I'm not new to woodworking but new to the boards.

Traditionally I have jointed the edges of the boards that I needed in building panels for my project. I no longer have the jointer. So I have been looking at using the router table to accomplish this task.

I have been looking at both the finger joint bit and the different glue joint bits. 

The stock that I will be using is 3/4”x 4” x18” S4S. Once the boards have joined I will be hand cutting dove tails on the end grain.

I am looking more at the adjustable finger joint bit because the glue surface is greater. 

Opinions?

JerryS


----------



## mpbc48 (Sep 17, 2010)

Welcome Jerry.

It is true that the finger type bits will give you more surface area, but for ease of use, I would go with the "reversible" type bits.

Freud Reversible Glue Joint Bit - Rockler Woodworking Tools

You can buy a "cheap" one on ebay, to see if you like the joint. Then spend for a higher quality one if you will be doing many of these. 

Mike


----------



## Quillman (Aug 16, 2010)

Glue joint cutter (especially with no jointer) is the cutter of choice here.
It joints and cuts the profile in one shot. An offset fence is essentail, however.
The finger joint tool should not be in the router bit inventory.
Way too dangerous, preposterous setup, best done with an offset fence and uses 5x as much power as a glue-joint cutter. Another cutter robbed from the shaper armamentarium; should never have become a router bit. Some other options.


----------



## mpbc48 (Sep 17, 2010)

Quillman said:


> The finger joint tool should not be in the router bit inventory.


Really? 

This is the first time I've heard that.

Mike


----------



## bobj3 (Jan 17, 2006)

Hi

I suggest the T & G router bit set,very easy to setup and use, very strong joint..

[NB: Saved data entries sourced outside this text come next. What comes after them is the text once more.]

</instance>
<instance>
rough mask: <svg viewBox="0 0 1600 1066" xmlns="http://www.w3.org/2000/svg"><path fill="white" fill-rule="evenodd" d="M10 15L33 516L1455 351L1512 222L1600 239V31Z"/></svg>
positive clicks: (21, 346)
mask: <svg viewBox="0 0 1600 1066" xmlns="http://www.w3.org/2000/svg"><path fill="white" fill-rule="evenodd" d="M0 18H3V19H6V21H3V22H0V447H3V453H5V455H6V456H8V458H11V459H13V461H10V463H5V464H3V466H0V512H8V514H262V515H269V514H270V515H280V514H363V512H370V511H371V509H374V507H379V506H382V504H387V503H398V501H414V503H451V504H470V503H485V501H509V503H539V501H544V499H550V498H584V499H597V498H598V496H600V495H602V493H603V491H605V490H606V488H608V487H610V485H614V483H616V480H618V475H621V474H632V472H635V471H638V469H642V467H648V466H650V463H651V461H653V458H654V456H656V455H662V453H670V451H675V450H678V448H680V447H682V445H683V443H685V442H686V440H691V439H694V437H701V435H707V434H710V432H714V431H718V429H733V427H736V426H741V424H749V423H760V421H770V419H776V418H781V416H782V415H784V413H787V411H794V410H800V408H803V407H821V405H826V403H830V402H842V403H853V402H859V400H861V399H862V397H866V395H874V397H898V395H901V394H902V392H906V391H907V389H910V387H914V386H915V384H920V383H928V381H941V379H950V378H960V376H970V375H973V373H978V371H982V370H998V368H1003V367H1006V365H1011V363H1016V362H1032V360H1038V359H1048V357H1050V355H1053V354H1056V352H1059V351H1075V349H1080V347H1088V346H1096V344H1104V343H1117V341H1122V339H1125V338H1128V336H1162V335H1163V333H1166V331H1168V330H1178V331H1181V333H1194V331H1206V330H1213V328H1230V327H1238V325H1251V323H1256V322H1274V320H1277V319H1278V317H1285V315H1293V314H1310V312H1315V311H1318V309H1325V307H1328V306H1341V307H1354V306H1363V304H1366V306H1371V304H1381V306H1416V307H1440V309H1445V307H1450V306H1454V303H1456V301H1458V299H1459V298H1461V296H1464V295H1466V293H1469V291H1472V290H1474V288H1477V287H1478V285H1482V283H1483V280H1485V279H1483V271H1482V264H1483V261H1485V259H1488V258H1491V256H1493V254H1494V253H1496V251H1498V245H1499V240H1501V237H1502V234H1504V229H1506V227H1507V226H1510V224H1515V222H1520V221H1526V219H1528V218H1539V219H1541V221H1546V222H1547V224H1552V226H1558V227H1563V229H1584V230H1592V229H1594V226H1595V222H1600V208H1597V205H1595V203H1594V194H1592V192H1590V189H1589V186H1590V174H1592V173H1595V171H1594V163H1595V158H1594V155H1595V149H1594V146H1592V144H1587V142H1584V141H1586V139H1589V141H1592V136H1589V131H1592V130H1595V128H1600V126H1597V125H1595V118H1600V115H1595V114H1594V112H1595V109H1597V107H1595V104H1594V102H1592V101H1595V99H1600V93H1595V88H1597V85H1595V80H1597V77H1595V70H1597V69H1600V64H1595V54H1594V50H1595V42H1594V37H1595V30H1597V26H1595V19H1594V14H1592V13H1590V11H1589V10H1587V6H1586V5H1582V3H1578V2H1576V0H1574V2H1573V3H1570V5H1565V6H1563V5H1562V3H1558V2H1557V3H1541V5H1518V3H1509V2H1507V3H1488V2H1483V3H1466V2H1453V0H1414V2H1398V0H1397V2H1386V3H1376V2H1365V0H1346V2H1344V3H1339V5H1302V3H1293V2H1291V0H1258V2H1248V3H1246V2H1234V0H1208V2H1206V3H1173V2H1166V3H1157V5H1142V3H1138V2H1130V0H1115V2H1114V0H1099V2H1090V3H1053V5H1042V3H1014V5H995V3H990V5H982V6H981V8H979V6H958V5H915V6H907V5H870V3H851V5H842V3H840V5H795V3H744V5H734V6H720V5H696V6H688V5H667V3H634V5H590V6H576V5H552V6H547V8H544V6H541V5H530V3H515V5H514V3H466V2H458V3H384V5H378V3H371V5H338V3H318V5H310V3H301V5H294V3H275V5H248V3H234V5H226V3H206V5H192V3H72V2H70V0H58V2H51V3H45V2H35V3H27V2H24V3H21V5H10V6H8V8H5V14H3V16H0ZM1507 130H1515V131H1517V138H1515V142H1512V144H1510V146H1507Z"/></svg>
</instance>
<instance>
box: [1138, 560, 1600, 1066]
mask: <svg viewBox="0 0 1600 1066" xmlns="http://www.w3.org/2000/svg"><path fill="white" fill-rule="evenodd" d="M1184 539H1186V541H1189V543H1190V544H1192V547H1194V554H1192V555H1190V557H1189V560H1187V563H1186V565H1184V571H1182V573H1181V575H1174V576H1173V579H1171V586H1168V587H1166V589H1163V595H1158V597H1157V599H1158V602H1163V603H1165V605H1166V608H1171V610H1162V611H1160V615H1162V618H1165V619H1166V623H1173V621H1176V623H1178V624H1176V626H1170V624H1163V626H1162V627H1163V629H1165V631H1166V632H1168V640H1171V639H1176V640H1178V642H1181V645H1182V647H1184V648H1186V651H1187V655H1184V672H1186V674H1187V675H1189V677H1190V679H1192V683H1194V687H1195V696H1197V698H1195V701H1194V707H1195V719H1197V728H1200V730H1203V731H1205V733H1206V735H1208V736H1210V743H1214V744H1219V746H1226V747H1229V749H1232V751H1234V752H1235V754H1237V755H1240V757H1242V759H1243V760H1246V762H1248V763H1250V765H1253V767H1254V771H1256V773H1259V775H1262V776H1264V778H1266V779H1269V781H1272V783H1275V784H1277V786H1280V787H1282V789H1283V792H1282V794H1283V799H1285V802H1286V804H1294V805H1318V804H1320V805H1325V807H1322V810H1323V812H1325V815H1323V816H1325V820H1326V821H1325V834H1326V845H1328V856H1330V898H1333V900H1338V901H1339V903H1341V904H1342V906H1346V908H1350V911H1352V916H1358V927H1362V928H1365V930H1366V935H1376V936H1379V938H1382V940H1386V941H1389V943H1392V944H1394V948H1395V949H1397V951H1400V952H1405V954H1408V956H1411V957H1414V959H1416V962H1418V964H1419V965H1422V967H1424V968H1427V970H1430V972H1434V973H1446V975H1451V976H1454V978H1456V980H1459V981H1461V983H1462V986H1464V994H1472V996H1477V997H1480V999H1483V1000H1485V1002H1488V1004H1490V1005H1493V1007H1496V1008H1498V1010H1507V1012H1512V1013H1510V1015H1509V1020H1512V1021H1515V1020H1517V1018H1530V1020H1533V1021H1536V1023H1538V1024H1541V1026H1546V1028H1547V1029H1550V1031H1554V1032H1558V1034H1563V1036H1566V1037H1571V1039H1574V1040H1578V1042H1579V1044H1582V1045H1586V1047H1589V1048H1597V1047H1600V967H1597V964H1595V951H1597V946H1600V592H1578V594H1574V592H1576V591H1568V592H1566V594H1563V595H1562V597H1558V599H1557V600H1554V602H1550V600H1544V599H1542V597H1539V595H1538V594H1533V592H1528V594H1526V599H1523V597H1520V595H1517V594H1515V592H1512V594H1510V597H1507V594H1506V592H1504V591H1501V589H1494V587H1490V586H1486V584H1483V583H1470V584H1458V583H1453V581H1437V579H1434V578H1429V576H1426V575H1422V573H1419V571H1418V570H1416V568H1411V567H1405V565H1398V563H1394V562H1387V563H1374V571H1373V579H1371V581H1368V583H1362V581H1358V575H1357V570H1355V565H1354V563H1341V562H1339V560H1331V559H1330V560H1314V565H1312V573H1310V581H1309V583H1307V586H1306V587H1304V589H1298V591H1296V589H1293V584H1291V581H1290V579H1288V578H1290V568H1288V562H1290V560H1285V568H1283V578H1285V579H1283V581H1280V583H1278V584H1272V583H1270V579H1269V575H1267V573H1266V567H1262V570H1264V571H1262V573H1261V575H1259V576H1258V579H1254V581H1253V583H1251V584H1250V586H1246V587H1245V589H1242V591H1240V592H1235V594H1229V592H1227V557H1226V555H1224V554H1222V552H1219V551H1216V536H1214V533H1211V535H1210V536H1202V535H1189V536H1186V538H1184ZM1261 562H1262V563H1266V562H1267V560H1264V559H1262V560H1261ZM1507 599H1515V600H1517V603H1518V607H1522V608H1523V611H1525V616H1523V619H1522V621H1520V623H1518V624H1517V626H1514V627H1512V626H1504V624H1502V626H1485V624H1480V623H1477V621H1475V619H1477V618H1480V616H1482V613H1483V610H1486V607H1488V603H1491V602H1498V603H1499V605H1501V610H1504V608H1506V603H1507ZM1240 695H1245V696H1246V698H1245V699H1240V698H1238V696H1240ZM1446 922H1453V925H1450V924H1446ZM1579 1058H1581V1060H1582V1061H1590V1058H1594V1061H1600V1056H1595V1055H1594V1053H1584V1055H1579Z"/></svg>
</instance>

http://cgi.ebay.com/11pc-1-2-Shank-...534378689?pt=Routers_Bits&hash=item1e64748cc1

Plus any matched router bit set can be used to do the same job and most are easy to setup and use..like the R & P sets


===


----------



## jerry.s (May 10, 2011)

mpbc48 said:


> Welcome Jerry.
> 
> It is true that the finger type bits will give you more surface area, but for ease of use, I would go with the "reversible" type bits.
> 
> ...


This seems to be a winner. I have read the instruction and it is a very simple set up, and there are no parts to lose or the chance of it coming apart.:fie:

jerry


----------